The main problem a person has, married or unmarried, is the problem of opulent sincerity. In marrying Sheldon, you're using his problems to understand your own. Do you think you're up to that? One aspect of sincerity is an undiminished, untiring desire to find out what you feel.

I love him for these words, and see them as useful to every wife. They also point to another constant danger in marriage and acting.

5. What Happened to Romance; or, the Feeling of the First Time

In TRO 1305, under the heading "Familiarity and Wonder in Marriage," Ellen Reiss answers that question as she writes about what wives all over America feel:

The man whom they once saw as Mr. Romance, who brought to the tedium of life a something that made their hearts leap, is now a husband; and instead of offsetting the tedium, he now seems to be part of it, to add to it.

And she explains:

Meaning, wonder, real romance, real thrill are the feeling that the world itself is close to us through another thing or person.  That is so in art.

         When I read these sentences, I thought about what called in the theatre "the feeling of the first time." which Stanislavsky, the great Russian director and theoretician went for very much.  It has to do with freshness, seeing new meaning, wonder in lines you may have said many times, and saying them with such sincerity and naturalness that they seem to come from you, at that very moment. When this occurs on the stage, it's very exciting. 
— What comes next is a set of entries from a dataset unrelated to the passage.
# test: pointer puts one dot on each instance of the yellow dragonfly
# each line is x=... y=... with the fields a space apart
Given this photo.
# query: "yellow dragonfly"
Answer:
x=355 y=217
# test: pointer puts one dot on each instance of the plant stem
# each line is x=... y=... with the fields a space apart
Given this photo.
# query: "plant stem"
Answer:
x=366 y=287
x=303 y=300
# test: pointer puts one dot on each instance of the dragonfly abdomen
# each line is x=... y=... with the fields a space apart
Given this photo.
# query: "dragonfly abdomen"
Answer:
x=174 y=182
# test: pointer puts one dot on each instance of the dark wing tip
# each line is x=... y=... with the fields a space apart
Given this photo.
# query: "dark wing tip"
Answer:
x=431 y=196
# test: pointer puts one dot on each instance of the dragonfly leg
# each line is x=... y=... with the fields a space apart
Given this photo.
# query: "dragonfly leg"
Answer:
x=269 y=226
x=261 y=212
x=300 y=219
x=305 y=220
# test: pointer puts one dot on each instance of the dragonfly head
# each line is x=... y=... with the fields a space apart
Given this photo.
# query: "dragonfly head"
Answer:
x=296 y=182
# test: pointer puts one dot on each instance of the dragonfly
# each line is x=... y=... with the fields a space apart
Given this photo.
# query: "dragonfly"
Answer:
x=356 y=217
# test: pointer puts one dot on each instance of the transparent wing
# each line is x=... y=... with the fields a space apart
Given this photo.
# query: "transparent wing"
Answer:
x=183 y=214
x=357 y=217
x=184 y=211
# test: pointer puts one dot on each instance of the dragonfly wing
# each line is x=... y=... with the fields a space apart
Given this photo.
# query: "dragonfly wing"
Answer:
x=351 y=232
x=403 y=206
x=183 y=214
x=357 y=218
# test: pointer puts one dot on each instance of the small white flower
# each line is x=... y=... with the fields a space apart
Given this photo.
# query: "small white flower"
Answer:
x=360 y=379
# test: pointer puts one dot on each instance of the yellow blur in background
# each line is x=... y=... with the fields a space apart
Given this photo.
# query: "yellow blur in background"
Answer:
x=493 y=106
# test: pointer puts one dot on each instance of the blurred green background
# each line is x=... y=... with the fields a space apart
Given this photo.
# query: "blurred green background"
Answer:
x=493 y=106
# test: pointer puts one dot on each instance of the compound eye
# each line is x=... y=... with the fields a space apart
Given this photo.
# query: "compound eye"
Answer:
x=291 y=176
          A wife needs to see a husband with that true wonder; not succumb to the contempt that says: "I know my husband like a book." She needs to see the man she's close to the way Miranda does in Shakespeare's The Tempest, when she says, looking at persons for the first time:

O, wonder!
How many goodly creatures are there here!
How beauteous mankind is! O brave new world
That has such people in't!

Said Mr. Siegel in his great lecture on the play: "[Miranda] has her sense of wonder, she has the artist's unstained eye, and unpolluted perception, and unblemished heart."  This is good will; it is what every wife and every performer needs—and Aesthetic Realism can teach us to have that beautiful purpose.